Dudley perhaps went through the vastest changes when Penelope entered his household.

He was not allowed to either hit or roughhouse with someone who was essentially his sister figure; she was not allowed to look at all ragged. This was unheard of socially, far different from the general situation with brothers and boys, and anyway Petunia and Vernon were protective of a female Penelope. "No!" a surprised Dudley often got snapped at in the beginning as a baby. "Don't hurt your sister!"

It was a mantra that would become ingrained into his brain by the time he was an older child. Just as boys were capable of hurting a girl like Penelope, he learned even on an unconscious level, boys never should.

Dudley also began to be disciplined more after Penelope became established in the household. Penelope (who was after all treated very strictly but also an established portion of their family with her rightful "single daughter" place in the social hierarchy) became remarkably well behaved… and Dudley began to look badly in comparison. People started saying, "Oh, that awful little boy. Look at how well behaved his sister figure is."

When Petunia and Vernon realized uneasily that they couldn't rightfully brag about their perfect son anymore, the disciplining began.

Dudley grew up to be far less spoiled as a result. Then and only then, he learned - only once he'd become a better person - was it okay for his parents to brag about him to others once again.

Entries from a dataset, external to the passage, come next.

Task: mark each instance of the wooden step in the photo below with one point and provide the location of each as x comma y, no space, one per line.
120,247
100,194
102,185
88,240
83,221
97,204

And so the tantrums left, as did the lack of discipline and motivation, the endless numbers of broken toys and gifts, the bullying, the food addiction, and the budding television and video game addictions.

Dudley Dursley, of an age with Penelope Potter, became a vastly different person.

He still had enormous, rambunctious physical energy and appetite, but learned to handle both more healthfully and in a better way. He became a muscular, sporty large blond boy, not an obesely overweight and ruddy-faced one. He became less cruel and a bit smarter about his teasing, mischievous sense of humor.

He and Penelope "roasted" each other a lot - their constant sparring of sarcastic back and forth could make strangers erupt with hilarity just as much as it embarrassed their parents. But Dudley and Penelope knew the score: it was all in good fun.

In fact, Dudley grew up to be very protective of Penelope as his tiny, firebrand sister figure. The mantra never stopped being repeated in the back of his head: "Don't hurt your sister."

Three main things happened next: Dudley and Penelope grew both older and more well defined as people with interests. Dudley and Penelope went to school and made primary school friends.

And Penelope first manifested what she would come to think of as her magic.